Елена Николаевна металась по гостиной, её худые руки совершали плавные взмахи; она дышала открытым ртом глубоко и часто; иногда она останавливалась и что-то говорила; голос её звучал противоестественно, каждый раз одинаково. В этот момент она походила на гусыню, которая вот-вот взлетит; но что-то мешало ей быть лёгкой, что-то такое, что тянуло её к земле – её природа. Новость об увольнении сына была воспринята ею как собственная неудача, случайная, горячая, но поправимая. Фраза «мой сын – кардиохирург» ласкала её слух, и она решила так: благозвучно – значит хорошо. Она всегда, как ей казалось, оберегала сына от ошибок, стерегла своё, родное от случайностей и делала это красиво, как и всё остальное, что она вообще делала. Будучи женщиной из мира женщин, главным редактором журнала о моде, Елена Николаевна Можайская привыкла улыбаться, пускать слезу и вздыхать, она рисовала чувства на своём лице, не переживая их в сердце. После рождения сына, она так и осталась девственницей, её грудь не ощутила прилива, а волосы с годами не украсились сединой.
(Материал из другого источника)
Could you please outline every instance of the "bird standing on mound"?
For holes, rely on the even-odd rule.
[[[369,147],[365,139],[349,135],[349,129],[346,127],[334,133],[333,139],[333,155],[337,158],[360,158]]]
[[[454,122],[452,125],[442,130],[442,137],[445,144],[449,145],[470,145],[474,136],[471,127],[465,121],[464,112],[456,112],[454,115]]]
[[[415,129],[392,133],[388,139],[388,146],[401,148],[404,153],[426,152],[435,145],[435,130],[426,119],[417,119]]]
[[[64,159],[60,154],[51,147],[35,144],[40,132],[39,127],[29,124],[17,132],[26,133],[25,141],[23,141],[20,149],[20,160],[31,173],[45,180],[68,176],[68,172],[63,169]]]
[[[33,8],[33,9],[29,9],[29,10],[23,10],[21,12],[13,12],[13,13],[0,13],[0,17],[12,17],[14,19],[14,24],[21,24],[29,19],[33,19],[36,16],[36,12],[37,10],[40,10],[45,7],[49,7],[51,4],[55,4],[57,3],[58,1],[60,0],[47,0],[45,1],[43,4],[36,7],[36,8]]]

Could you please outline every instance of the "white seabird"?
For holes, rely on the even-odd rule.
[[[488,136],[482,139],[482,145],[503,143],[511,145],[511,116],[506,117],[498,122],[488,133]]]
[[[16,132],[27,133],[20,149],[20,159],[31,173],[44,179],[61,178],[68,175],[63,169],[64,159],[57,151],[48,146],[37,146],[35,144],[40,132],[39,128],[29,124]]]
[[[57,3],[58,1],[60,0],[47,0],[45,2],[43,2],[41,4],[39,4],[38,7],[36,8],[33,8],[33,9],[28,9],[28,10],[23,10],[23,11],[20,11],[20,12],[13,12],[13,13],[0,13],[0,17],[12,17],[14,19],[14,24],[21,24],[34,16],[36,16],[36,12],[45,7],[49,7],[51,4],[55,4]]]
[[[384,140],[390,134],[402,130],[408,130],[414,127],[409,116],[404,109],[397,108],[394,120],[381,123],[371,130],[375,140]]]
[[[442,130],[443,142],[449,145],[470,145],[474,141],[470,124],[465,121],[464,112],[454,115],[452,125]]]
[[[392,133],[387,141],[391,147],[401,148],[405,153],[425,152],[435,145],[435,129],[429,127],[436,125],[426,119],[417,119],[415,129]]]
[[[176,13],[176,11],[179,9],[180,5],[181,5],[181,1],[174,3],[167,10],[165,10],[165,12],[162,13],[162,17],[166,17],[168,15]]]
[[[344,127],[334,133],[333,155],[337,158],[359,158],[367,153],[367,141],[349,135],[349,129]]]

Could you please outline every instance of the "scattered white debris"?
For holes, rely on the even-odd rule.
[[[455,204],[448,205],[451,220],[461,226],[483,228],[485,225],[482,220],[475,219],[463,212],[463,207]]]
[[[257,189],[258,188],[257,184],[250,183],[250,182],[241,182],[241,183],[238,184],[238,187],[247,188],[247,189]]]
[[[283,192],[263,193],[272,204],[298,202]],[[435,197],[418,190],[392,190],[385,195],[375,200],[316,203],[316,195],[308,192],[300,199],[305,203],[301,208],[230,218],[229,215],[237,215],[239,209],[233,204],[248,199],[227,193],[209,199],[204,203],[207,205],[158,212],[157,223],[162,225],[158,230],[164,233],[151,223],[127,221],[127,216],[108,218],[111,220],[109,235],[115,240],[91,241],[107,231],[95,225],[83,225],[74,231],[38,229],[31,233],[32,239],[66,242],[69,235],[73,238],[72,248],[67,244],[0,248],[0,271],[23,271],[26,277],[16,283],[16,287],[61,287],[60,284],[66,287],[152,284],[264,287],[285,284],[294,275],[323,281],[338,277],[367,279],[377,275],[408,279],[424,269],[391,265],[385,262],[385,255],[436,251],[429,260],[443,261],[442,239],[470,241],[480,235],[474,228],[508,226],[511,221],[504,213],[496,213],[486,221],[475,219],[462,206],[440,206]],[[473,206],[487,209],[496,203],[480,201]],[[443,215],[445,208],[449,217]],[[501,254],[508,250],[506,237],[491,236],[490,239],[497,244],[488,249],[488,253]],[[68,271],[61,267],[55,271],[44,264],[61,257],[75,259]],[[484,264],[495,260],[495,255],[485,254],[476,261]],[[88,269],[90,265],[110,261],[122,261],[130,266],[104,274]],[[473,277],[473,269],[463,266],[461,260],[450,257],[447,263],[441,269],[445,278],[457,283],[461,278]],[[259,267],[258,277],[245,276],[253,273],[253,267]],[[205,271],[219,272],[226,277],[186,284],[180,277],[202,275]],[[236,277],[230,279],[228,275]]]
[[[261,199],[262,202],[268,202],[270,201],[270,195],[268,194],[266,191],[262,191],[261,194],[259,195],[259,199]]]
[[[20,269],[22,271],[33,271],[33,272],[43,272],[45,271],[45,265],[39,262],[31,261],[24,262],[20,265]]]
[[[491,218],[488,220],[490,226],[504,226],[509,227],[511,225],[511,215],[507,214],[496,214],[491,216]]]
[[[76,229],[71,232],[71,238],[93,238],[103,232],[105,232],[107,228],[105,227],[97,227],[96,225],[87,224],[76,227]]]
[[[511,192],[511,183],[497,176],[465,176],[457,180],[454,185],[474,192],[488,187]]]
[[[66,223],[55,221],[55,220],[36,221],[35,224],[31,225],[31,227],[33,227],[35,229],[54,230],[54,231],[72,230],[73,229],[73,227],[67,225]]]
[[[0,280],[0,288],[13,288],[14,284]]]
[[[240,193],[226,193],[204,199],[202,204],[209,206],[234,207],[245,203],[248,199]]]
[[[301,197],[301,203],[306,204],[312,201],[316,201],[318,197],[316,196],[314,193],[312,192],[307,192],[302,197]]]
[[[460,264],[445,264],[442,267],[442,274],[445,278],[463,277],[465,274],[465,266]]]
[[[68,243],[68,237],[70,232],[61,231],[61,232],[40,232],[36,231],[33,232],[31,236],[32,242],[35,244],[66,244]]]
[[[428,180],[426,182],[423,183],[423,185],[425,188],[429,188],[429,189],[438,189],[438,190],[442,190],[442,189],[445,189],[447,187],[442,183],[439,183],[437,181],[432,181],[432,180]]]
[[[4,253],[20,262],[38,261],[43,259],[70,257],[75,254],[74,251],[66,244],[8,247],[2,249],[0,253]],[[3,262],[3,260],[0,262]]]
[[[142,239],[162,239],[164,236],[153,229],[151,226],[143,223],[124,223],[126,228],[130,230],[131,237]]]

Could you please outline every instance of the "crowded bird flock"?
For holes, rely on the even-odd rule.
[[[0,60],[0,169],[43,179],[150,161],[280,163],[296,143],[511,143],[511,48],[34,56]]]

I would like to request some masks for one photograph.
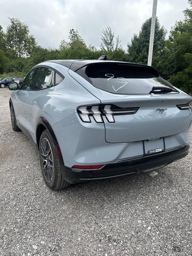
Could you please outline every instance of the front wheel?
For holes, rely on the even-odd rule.
[[[70,185],[70,183],[64,180],[52,137],[47,130],[43,132],[40,138],[39,158],[42,174],[50,188],[55,190],[65,188]]]

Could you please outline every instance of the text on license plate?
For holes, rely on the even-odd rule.
[[[152,150],[149,150],[148,153],[149,154],[154,154],[154,153],[157,153],[160,152],[162,151],[162,148],[157,148],[156,149],[153,149]]]

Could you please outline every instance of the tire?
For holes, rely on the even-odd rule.
[[[44,180],[53,190],[67,188],[70,184],[64,180],[62,165],[54,148],[52,136],[47,130],[41,134],[39,142],[39,159]]]
[[[16,118],[15,117],[15,112],[13,109],[13,105],[11,104],[10,106],[10,112],[11,114],[11,121],[12,126],[12,129],[15,132],[19,132],[21,130],[17,125],[16,122]]]

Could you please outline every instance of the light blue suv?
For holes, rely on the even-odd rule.
[[[9,88],[13,129],[36,145],[53,190],[157,169],[188,154],[192,97],[154,68],[50,60]]]

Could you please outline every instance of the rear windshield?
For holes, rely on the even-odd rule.
[[[174,89],[152,68],[120,63],[91,64],[85,74],[94,86],[117,94],[148,94],[153,86]]]

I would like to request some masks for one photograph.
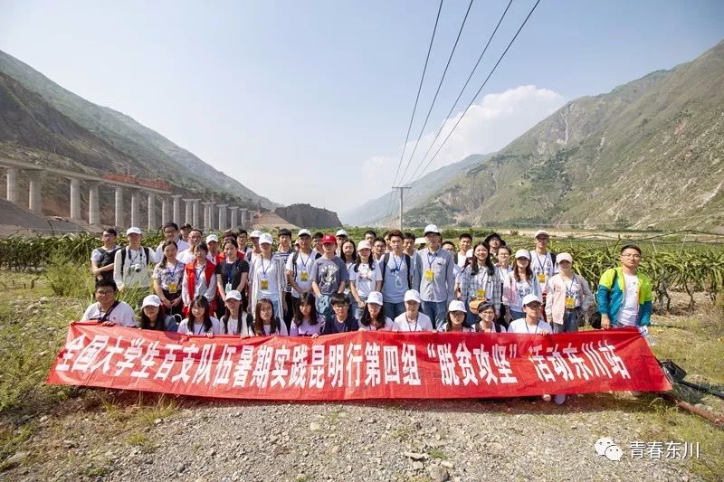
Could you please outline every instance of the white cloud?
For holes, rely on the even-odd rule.
[[[538,89],[534,85],[519,86],[509,89],[504,92],[484,96],[479,102],[471,106],[444,147],[423,175],[443,165],[460,161],[471,154],[486,154],[505,147],[516,137],[555,112],[564,103],[565,99],[557,92],[548,89]],[[440,144],[450,133],[462,114],[462,111],[458,112],[444,121],[440,137],[417,171],[415,178],[437,151]],[[405,176],[405,183],[413,179],[413,175],[417,170],[420,160],[439,128],[438,125],[420,139],[414,159],[410,163],[410,167]],[[400,175],[405,171],[415,140],[413,139],[407,144]],[[397,153],[396,156],[375,156],[364,161],[364,172],[370,182],[368,185],[378,186],[378,191],[373,193],[374,195],[371,197],[379,196],[389,190],[389,186],[380,185],[378,181],[383,177],[394,175],[399,159],[400,155]],[[391,171],[393,174],[390,174]]]

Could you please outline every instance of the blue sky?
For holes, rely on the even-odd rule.
[[[533,3],[514,0],[456,114]],[[411,165],[506,5],[473,3]],[[467,5],[443,4],[413,141]],[[437,6],[0,0],[0,49],[260,194],[344,211],[389,191]],[[692,60],[722,39],[722,24],[719,1],[543,0],[431,168],[500,149],[565,101]]]

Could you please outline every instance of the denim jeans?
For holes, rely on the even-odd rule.
[[[430,317],[433,327],[437,329],[447,320],[447,301],[423,301],[421,311]]]
[[[395,321],[395,318],[405,313],[405,303],[390,303],[385,301],[382,303],[382,312],[385,314],[386,318],[390,318]]]
[[[576,333],[578,331],[578,313],[567,309],[563,313],[563,324],[551,323],[553,333]]]

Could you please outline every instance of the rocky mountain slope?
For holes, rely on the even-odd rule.
[[[573,100],[411,206],[415,225],[724,226],[724,43]]]
[[[424,175],[410,184],[412,189],[405,192],[405,211],[408,212],[416,207],[421,207],[423,203],[427,203],[431,193],[440,190],[448,181],[466,169],[490,158],[491,156],[491,154],[485,156],[473,154],[462,161],[444,165]],[[392,202],[390,202],[390,194],[386,194],[376,199],[367,201],[361,206],[356,206],[348,212],[342,212],[340,215],[345,224],[374,226],[385,224],[390,216],[396,219],[399,211],[400,198],[395,192],[392,196]]]
[[[278,205],[130,117],[85,100],[3,52],[0,107],[0,155],[101,174],[161,175],[202,197]]]
[[[317,208],[310,204],[291,204],[278,207],[274,210],[279,216],[292,224],[307,228],[338,228],[342,222],[337,213],[327,209]]]

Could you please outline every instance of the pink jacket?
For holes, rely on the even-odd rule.
[[[588,288],[588,283],[581,275],[574,274],[573,276],[580,289],[581,307],[586,311],[591,305],[594,295],[591,293],[591,288]],[[548,322],[563,325],[563,314],[566,312],[566,281],[560,273],[548,279],[546,291],[548,293],[546,298],[547,319]]]

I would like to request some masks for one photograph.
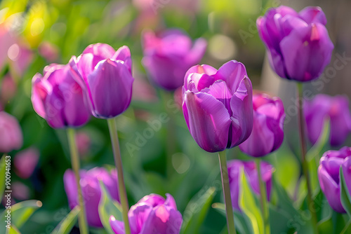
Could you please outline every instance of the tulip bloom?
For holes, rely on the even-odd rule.
[[[218,70],[197,65],[187,71],[183,111],[199,146],[218,152],[244,142],[253,128],[252,85],[245,67],[232,60]]]
[[[351,132],[351,113],[347,97],[317,95],[312,100],[305,102],[303,107],[307,136],[312,144],[319,138],[324,122],[329,118],[330,144],[343,144]]]
[[[253,128],[249,138],[239,146],[253,157],[262,157],[280,147],[285,119],[283,102],[265,94],[253,95]]]
[[[343,167],[349,193],[351,192],[351,148],[343,147],[340,151],[329,151],[323,154],[318,167],[318,179],[321,189],[331,208],[339,213],[345,213],[340,198],[340,167]]]
[[[257,20],[258,34],[278,76],[302,82],[320,76],[333,48],[326,24],[322,9],[310,6],[298,13],[281,6]]]
[[[83,93],[69,65],[51,64],[32,81],[32,103],[34,111],[53,128],[79,127],[90,114],[84,106]]]
[[[23,136],[17,119],[5,111],[0,111],[0,152],[20,149],[22,144]]]
[[[207,46],[204,39],[199,39],[192,47],[191,39],[178,29],[167,30],[159,35],[147,31],[142,40],[143,64],[152,81],[167,90],[183,85],[184,75],[200,62]]]
[[[16,174],[22,179],[28,179],[38,164],[39,151],[31,147],[18,153],[13,159]]]
[[[127,46],[114,51],[107,44],[90,45],[78,58],[73,56],[69,64],[93,116],[114,118],[129,106],[134,78]]]
[[[131,234],[178,234],[183,223],[174,198],[166,194],[167,199],[150,194],[140,199],[129,209],[128,217]],[[124,224],[111,216],[110,224],[114,233],[124,234]]]
[[[88,171],[81,170],[79,174],[88,224],[91,226],[102,228],[102,223],[100,219],[98,212],[99,202],[101,198],[101,188],[99,181],[103,182],[111,198],[119,202],[116,170],[112,170],[109,173],[105,168],[95,167]],[[67,170],[65,172],[63,182],[69,208],[72,209],[79,205],[79,202],[76,179],[74,173],[70,169]]]
[[[253,192],[257,195],[260,195],[260,184],[255,162],[241,161],[239,160],[228,161],[228,177],[232,202],[233,207],[237,210],[240,210],[240,207],[239,207],[239,195],[240,193],[239,179],[240,172],[243,168],[247,177],[248,182]],[[262,161],[260,162],[260,170],[262,180],[265,183],[267,198],[270,200],[270,192],[272,191],[272,173],[273,173],[274,168],[270,164]]]

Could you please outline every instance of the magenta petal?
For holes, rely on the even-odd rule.
[[[251,134],[253,123],[252,85],[247,77],[241,80],[237,92],[230,100],[232,115],[230,148],[244,142]]]
[[[185,95],[184,116],[199,146],[208,152],[225,149],[230,120],[224,104],[206,93],[187,91]]]
[[[180,212],[161,205],[150,214],[140,234],[178,234],[180,231],[182,223]]]
[[[125,234],[124,223],[119,220],[116,220],[112,215],[110,217],[110,225],[115,234]]]
[[[253,115],[251,135],[239,147],[251,156],[261,157],[272,151],[274,143],[274,134],[268,128],[266,116],[256,112]]]
[[[333,48],[328,32],[319,23],[293,30],[280,43],[288,78],[308,81],[319,76]]]
[[[99,64],[88,76],[92,101],[93,114],[99,118],[112,118],[124,112],[131,99],[133,81],[124,63],[107,59]]]
[[[326,18],[323,11],[319,6],[307,6],[298,13],[300,17],[308,24],[319,22],[326,25]]]
[[[222,65],[213,75],[216,80],[222,80],[227,83],[232,92],[238,88],[244,77],[247,76],[245,66],[239,62],[231,60]]]
[[[119,48],[117,51],[111,57],[112,60],[121,60],[124,62],[126,66],[127,66],[129,71],[131,73],[132,69],[132,60],[131,57],[131,50],[129,48],[126,46],[124,46]]]
[[[335,182],[322,165],[318,168],[318,178],[321,189],[331,208],[337,212],[345,213],[345,211],[340,200],[340,186]]]

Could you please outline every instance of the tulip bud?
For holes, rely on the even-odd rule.
[[[174,198],[150,194],[140,199],[129,209],[128,217],[132,234],[152,233],[179,234],[183,223],[180,212],[177,210]],[[110,224],[116,234],[124,234],[124,224],[111,216]]]
[[[268,10],[256,24],[270,65],[280,77],[312,81],[330,62],[334,46],[320,8],[307,7],[298,13],[281,6]]]
[[[241,161],[233,160],[228,161],[228,177],[230,186],[230,195],[233,207],[240,210],[239,207],[239,195],[240,194],[240,172],[244,169],[248,181],[252,190],[257,195],[260,195],[260,184],[257,172],[256,164],[254,161]],[[260,162],[260,171],[262,180],[265,183],[267,190],[267,199],[270,200],[270,192],[272,191],[272,174],[273,167],[266,163]]]
[[[159,35],[146,31],[142,40],[143,64],[151,80],[167,90],[183,85],[184,75],[200,62],[207,45],[204,39],[199,39],[192,46],[191,39],[178,29],[168,30]]]
[[[90,114],[69,66],[52,64],[44,71],[44,76],[37,74],[32,81],[34,111],[54,128],[75,128],[86,123]]]
[[[119,202],[118,186],[116,186],[118,184],[117,172],[115,170],[112,170],[109,173],[105,168],[95,167],[88,171],[81,170],[79,174],[88,224],[98,228],[102,227],[98,212],[99,202],[101,198],[101,188],[99,181],[103,182],[111,198]],[[70,169],[67,170],[65,172],[63,182],[69,208],[72,209],[79,205],[79,202],[78,188],[74,173]]]
[[[5,111],[0,111],[0,152],[20,149],[22,144],[23,136],[17,119]]]
[[[134,78],[127,46],[114,51],[107,44],[90,45],[78,58],[73,56],[69,64],[95,117],[114,118],[129,106]]]
[[[343,144],[351,132],[351,113],[347,97],[317,95],[303,106],[307,136],[315,144],[322,132],[324,123],[330,120],[329,142],[333,146]]]
[[[190,133],[208,152],[244,142],[253,128],[252,85],[243,64],[232,60],[218,71],[197,65],[187,71],[183,111]]]
[[[38,164],[39,152],[36,148],[29,148],[18,153],[13,160],[16,174],[22,179],[28,179]]]
[[[343,167],[347,189],[351,192],[350,166],[351,148],[347,146],[339,151],[328,151],[323,154],[318,167],[318,179],[321,189],[333,209],[345,213],[340,198],[340,167]]]
[[[253,98],[253,128],[250,137],[239,146],[253,157],[262,157],[277,150],[284,139],[285,113],[280,98],[265,94]]]

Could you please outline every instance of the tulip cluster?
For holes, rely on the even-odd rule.
[[[142,39],[143,64],[151,80],[167,90],[183,85],[184,75],[190,67],[200,62],[207,45],[204,39],[199,39],[192,47],[190,38],[178,29],[157,35],[146,31]]]
[[[313,99],[305,102],[303,113],[312,144],[319,138],[326,118],[330,120],[329,143],[332,146],[343,144],[351,132],[351,113],[347,97],[317,95]]]
[[[183,223],[180,212],[177,209],[174,198],[150,194],[133,205],[128,213],[131,234],[179,233]],[[110,223],[114,233],[124,234],[122,221],[112,216]]]
[[[253,128],[252,85],[241,62],[232,60],[218,70],[197,65],[185,74],[183,110],[199,146],[218,152],[244,142]]]
[[[343,147],[339,151],[324,153],[319,161],[318,178],[321,189],[331,207],[337,212],[345,213],[340,193],[340,167],[343,167],[345,178],[350,178],[351,148]],[[345,179],[347,189],[351,193],[351,181]]]
[[[239,205],[239,195],[240,194],[240,176],[241,172],[244,172],[247,176],[248,181],[251,186],[253,192],[260,195],[260,184],[258,181],[258,173],[256,168],[256,164],[254,161],[241,161],[233,160],[228,161],[228,177],[230,185],[230,195],[233,207],[240,210]],[[262,180],[265,184],[267,191],[267,198],[270,200],[270,193],[272,191],[272,174],[273,173],[273,167],[265,162],[260,163],[260,175]]]
[[[312,81],[330,62],[333,46],[320,8],[307,7],[298,13],[281,6],[268,10],[256,24],[270,65],[280,77]]]
[[[86,207],[86,219],[89,226],[102,227],[100,219],[98,207],[101,198],[100,181],[102,181],[110,196],[119,201],[116,170],[108,172],[105,168],[95,167],[89,170],[80,171],[80,185]],[[78,205],[78,188],[74,173],[68,169],[63,176],[65,190],[68,198],[69,207],[73,209]]]
[[[265,94],[253,95],[253,104],[252,132],[239,147],[251,156],[261,157],[277,150],[282,145],[285,113],[280,98],[272,98]]]

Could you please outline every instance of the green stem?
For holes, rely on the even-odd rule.
[[[88,234],[88,223],[86,221],[84,202],[83,200],[81,187],[80,184],[79,156],[78,153],[78,149],[77,148],[74,129],[67,128],[67,135],[68,139],[68,144],[69,146],[69,151],[71,153],[72,167],[76,176],[76,183],[78,188],[78,200],[79,202],[79,207],[81,209],[79,214],[78,216],[78,221],[79,223],[79,231],[82,234]]]
[[[128,219],[128,210],[129,209],[129,205],[128,205],[127,193],[126,191],[126,186],[124,184],[124,179],[123,177],[122,160],[121,158],[117,127],[116,125],[115,118],[113,118],[107,119],[107,124],[109,126],[110,135],[111,137],[111,142],[112,144],[114,163],[116,164],[116,168],[117,170],[118,190],[119,198],[121,199],[121,205],[122,207],[122,217],[123,221],[124,222],[124,230],[126,234],[131,234],[131,227],[129,226],[129,220]]]
[[[236,234],[234,225],[234,213],[230,196],[230,188],[229,186],[228,169],[227,167],[227,158],[225,151],[218,152],[220,160],[220,175],[222,177],[222,186],[223,187],[224,200],[225,203],[225,212],[227,212],[227,225],[229,234]]]
[[[268,203],[267,202],[267,193],[265,184],[262,179],[261,167],[260,167],[260,158],[255,158],[256,163],[257,174],[258,176],[258,184],[260,185],[260,203],[261,210],[263,216],[263,223],[265,225],[265,233],[270,233],[270,209],[268,208]]]
[[[163,99],[164,109],[167,115],[168,116],[169,121],[167,123],[167,139],[166,139],[166,175],[168,179],[172,177],[174,169],[172,165],[172,156],[176,153],[176,142],[175,137],[176,128],[174,123],[174,115],[173,111],[168,106],[170,100],[173,100],[173,92],[169,91],[161,90],[161,96]]]
[[[310,175],[308,173],[308,163],[306,160],[306,140],[305,139],[305,118],[303,116],[303,87],[302,83],[296,83],[298,87],[298,125],[299,125],[299,133],[300,133],[300,145],[301,148],[301,163],[303,167],[303,173],[306,178],[306,184],[307,187],[307,207],[311,213],[312,227],[314,234],[318,233],[318,229],[317,227],[317,214],[313,210],[314,207],[314,201],[312,200],[311,182],[310,181]]]

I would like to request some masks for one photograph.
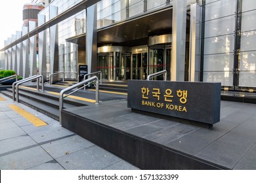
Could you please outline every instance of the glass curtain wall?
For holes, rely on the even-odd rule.
[[[102,0],[97,3],[98,28],[169,5],[170,0]]]
[[[59,14],[81,1],[81,0],[55,0],[41,11],[40,14],[45,14],[46,16],[46,21],[49,21],[49,6],[58,7],[58,14]],[[65,78],[66,80],[76,80],[78,45],[66,42],[66,39],[85,33],[85,10],[60,22],[58,24],[58,26],[59,49],[58,71],[66,73]],[[49,73],[51,61],[49,29],[47,29],[46,32],[47,68],[47,73]],[[62,77],[62,76],[60,76]]]
[[[239,86],[256,87],[256,1],[243,0]]]
[[[236,3],[205,0],[203,82],[233,85]]]
[[[204,82],[255,91],[255,20],[256,1],[205,0]]]

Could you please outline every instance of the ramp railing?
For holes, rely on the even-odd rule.
[[[152,75],[149,75],[148,77],[146,78],[147,80],[150,80],[151,78],[156,77],[158,76],[160,76],[161,75],[163,75],[164,80],[167,80],[167,71],[166,70],[163,70],[156,73],[153,73]]]
[[[59,121],[60,121],[60,124],[62,124],[62,118],[61,118],[61,110],[63,108],[63,99],[69,96],[70,95],[77,92],[78,90],[80,90],[84,88],[84,85],[87,86],[92,82],[95,82],[95,86],[96,86],[96,92],[95,92],[95,104],[98,104],[98,78],[97,76],[94,76],[91,78],[89,78],[89,79],[87,79],[85,80],[83,80],[77,84],[75,84],[74,85],[72,85],[67,88],[63,89],[62,90],[60,91],[60,97],[59,97],[59,112],[60,112],[60,116],[59,116]],[[80,88],[79,88],[80,87]],[[78,88],[77,90],[70,92],[68,94],[65,95],[64,96],[64,93],[73,90],[75,88]]]
[[[18,86],[25,82],[28,82],[29,81],[32,81],[33,80],[37,80],[37,91],[39,90],[39,78],[41,78],[41,84],[42,84],[42,92],[43,92],[44,90],[44,83],[43,83],[43,75],[34,75],[25,79],[18,80],[14,82],[12,84],[12,100],[15,101],[15,86],[16,86],[16,101],[18,103]]]
[[[5,77],[5,78],[0,79],[0,83],[1,83],[3,82],[5,82],[5,81],[7,81],[7,80],[11,80],[11,79],[13,79],[14,78],[16,78],[16,81],[18,80],[18,75],[13,75],[12,76],[10,76]]]
[[[58,72],[58,73],[53,73],[53,74],[51,74],[49,76],[49,84],[50,85],[52,84],[52,82],[51,82],[51,79],[53,78],[53,76],[56,76],[56,75],[63,75],[63,79],[62,79],[62,81],[64,82],[64,72]]]

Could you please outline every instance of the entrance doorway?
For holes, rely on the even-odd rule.
[[[145,80],[147,76],[148,53],[133,54],[133,80]]]
[[[158,46],[149,48],[149,75],[166,70],[167,80],[171,80],[171,47]],[[163,75],[155,77],[155,80],[163,80]]]
[[[98,48],[98,71],[102,79],[124,81],[131,79],[131,53],[129,48],[121,46]]]

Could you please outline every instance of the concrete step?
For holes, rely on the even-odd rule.
[[[1,91],[1,93],[10,98],[12,98],[12,94],[10,91]],[[20,95],[19,96],[20,102],[56,120],[58,120],[59,110],[58,108],[56,108],[56,107],[53,107],[52,105],[50,104],[51,101],[49,100],[48,100],[49,103],[47,103],[46,101],[45,103],[40,103],[38,101],[35,101],[35,99],[33,97],[27,97],[28,96]],[[45,97],[41,98],[44,98],[45,101],[47,101],[47,99]],[[51,102],[53,102],[53,100]]]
Она застыла в возрасте невесты, покорной своему избраннику, а поскольку Саша, как она называла мужа, знал лучше и больше, чем она сама, то именно Саша и судил, и напутствовал её. Безупречная, молодая и холодная – вот какая она была. Однако сухая безупречность не поскупилась наказать её и лишила её самого ценного достоинства женщины-матери – искренности. Уход сына из больницы она приказала ему праздновать на улице – чемодан с вещами Ивана оказался за дверью.